As a Quebec leader in the entertainment industry for over 40 years, I have always had a down-to-earth, optimistic view of showbusiness, and wanted to speak up on what we are currently experiencing.
For the past several weeks, not a single day has gone by without an entrepreneur commenting the dark, uncertain times we are facing. Obviously, the manufacturing and entertainment industries are both heavily impacted, our activity level is at its lowest, and will likely remain so for months. But what about post-crisis?
This week, during a press conference, the Minister of Canadian Heritage mentioned there would be no “back to normal until 2021”. In counterparts, we can only commend the salary support the Canadian government is providing to many organizations, including the manufacturing and entertainment industries. However, to make sure the curtain does not fall for good on some of our promising manufacturers, this government support will need to extend much longer than the planned June deadline. When considering our clients, partners and all the world class productions and festivals that are now cancelled, we have to face the truth: this intermission could be a long one. It is very likely this situation will endure until a vaccine is available, in 12 to 18 months. In just days, the majority of our income—70% of which comes from foreign productions—has completely vanished.
This is what led us to host a discussion between several manufacturers, exchanging ideas regarding these challenges but mostly, to find tangible solutions despite a pandemic that keeps pushing us back to the drawing board. Many have answered the call: Stage Line, Unisson Structures, Scène Éthique, Therio Innovation, Artotech Integration, FlyPatt and Show Canada Industries. Our manufacturers’ immense talent is a key part of an industry which, before the crisis, was in its prime. These entrepreneurs have started from scratch, like many Quebecers, and have always found ways to innovate and reinvent themselves. They build the stages used by thousands of festivals, the structures of countless theatres, the mechanical pieces, the rigging for concerts by local artists as well as stars from around the globe. We work with the biggest names like the Olympic Games, Live Nation, Moment Factory, Solotech, Lune Rouge, Cirque du Soleil, hundreds of cities and townships throughout the world and most of your favourite festivals. These organizations represent 2,000 direct jobs and over 10,000 indirect jobs in Quebec. We hope a government support will help protect an important part of our industry and all the innovation it is made of. It took us decades to find the talent that makes Quebec shine everywhere in the world. We are a key part of the cultural industry and hope to remain so.

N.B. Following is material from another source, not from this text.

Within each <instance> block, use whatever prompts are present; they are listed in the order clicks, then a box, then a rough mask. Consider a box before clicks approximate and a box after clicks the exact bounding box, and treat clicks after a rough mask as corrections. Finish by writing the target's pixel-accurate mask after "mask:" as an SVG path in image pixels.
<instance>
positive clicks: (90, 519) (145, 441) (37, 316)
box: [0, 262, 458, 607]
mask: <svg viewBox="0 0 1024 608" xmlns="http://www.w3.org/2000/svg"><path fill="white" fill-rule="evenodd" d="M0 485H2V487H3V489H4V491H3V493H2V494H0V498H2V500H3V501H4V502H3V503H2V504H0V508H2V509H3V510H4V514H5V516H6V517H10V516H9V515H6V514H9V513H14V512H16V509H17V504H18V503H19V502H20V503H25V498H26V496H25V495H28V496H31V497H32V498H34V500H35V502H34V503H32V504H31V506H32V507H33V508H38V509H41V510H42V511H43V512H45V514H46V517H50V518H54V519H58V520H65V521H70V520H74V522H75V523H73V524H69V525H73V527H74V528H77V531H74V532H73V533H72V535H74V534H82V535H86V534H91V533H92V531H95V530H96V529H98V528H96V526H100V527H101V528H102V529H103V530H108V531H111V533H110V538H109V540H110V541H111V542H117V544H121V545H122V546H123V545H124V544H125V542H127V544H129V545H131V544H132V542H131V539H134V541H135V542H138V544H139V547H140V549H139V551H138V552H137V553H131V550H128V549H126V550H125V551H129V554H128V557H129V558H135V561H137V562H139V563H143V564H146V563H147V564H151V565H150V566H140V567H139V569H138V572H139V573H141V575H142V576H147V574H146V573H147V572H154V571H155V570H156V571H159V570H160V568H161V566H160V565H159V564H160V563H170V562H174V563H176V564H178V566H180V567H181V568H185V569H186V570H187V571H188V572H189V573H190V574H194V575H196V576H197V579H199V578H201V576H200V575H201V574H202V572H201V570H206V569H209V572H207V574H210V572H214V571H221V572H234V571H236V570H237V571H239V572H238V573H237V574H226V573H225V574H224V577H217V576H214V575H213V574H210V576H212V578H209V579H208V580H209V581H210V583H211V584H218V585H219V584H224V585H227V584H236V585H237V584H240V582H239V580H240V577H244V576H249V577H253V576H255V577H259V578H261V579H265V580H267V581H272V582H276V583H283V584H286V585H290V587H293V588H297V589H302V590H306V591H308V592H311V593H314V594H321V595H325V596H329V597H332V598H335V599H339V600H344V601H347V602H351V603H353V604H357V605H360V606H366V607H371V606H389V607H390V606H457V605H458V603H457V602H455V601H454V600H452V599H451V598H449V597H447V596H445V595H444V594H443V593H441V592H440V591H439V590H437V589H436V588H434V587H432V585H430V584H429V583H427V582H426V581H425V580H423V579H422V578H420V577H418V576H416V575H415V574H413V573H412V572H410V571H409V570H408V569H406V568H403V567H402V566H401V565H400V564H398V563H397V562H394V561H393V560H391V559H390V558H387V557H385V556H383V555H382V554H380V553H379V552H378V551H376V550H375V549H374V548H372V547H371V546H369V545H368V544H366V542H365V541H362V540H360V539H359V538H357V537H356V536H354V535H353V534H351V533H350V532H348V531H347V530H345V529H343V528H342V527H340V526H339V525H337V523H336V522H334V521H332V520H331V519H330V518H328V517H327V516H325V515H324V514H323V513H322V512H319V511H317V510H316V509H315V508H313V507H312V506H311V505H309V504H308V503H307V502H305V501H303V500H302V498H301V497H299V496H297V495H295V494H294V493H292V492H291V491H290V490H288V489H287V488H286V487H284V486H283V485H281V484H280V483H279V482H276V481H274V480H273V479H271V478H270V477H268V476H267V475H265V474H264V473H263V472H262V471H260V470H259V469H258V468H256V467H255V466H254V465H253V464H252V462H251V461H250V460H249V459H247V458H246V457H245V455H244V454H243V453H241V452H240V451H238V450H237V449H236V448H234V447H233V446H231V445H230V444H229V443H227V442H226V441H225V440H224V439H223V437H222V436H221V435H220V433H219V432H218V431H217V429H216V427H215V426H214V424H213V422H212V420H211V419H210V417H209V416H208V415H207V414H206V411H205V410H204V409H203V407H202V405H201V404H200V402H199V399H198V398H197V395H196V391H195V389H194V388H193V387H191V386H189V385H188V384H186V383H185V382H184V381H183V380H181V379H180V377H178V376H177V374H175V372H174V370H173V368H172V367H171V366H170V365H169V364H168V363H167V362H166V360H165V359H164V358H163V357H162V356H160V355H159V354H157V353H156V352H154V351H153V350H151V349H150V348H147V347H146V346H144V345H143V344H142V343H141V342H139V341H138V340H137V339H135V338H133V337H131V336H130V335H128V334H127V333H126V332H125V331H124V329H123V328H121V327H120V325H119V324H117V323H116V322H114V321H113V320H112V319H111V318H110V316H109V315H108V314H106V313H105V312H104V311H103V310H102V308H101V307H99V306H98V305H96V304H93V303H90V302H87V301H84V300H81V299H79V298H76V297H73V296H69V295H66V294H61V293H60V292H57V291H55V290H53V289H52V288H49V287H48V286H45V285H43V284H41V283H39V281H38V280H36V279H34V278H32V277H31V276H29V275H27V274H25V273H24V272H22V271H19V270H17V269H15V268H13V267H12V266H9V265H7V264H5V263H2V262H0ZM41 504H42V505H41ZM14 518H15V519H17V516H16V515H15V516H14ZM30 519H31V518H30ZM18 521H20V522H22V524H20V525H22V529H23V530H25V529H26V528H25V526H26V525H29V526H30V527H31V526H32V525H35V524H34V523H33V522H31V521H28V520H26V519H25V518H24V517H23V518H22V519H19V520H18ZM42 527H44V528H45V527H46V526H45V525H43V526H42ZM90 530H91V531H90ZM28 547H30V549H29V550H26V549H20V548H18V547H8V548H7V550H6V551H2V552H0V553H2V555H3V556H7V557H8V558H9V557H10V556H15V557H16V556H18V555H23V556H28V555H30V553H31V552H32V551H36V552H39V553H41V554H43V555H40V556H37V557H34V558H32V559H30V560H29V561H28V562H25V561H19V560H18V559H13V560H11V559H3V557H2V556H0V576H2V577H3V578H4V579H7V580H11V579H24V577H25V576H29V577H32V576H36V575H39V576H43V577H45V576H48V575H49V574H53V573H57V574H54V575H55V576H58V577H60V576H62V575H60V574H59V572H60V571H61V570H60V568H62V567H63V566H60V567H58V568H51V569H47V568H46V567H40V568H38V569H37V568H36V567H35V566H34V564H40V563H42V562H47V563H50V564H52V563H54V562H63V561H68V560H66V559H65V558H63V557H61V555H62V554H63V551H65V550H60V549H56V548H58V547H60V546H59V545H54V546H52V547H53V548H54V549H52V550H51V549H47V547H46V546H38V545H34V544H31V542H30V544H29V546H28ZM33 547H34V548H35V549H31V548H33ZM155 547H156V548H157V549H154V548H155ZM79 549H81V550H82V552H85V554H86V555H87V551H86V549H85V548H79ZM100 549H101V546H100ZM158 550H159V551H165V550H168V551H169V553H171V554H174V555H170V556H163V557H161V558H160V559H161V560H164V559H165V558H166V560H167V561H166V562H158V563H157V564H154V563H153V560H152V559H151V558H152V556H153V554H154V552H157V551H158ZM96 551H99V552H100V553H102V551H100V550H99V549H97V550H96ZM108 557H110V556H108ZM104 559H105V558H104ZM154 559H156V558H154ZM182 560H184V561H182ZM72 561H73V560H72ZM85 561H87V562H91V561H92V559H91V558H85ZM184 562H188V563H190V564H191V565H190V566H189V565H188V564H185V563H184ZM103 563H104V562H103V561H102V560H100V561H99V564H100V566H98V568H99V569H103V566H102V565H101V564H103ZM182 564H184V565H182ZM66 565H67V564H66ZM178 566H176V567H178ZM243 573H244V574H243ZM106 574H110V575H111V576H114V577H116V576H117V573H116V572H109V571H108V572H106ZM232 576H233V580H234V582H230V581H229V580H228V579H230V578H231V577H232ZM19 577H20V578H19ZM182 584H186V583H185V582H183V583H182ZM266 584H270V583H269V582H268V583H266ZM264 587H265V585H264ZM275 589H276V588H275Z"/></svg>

We, major industry players, are willing to stand together and do whatever it takes to go back to work as quickly as possible. We want to continue to promote our artists, to export our talent abroad and to bring the profits back home in Quebec. We want to keep the momentum going, to fast-track innovation projects, to continue creating intellectual property, to protect our valuable, local talents who, being in a vulnerable position, could end up acquired by American interests.
Now is the time to think about the support we will need to remain standing, even once the funds dry up in June. Dear parliamentarians: we officially invite you to sit at our table so that we may, together, elaborate a viable action plan for an industry that has never been so committed.
We want this crisis to make us stronger, and hope with all our hearts that the show will go on. We are at our strongest together.
The show must go on.
Co-signers — Yvan Miron (Stageline), Martin Ouellet and Hélène Demers (Scène Éthique), Pierre Jobin and Olivier Jobin (Unisson Structures), Bernard Thériault (Therio Innovation), Marc Bonin (Artotech Integration), Patrice Thivierge (FlyPatt) and Jean Labadie (Show Canada Industries).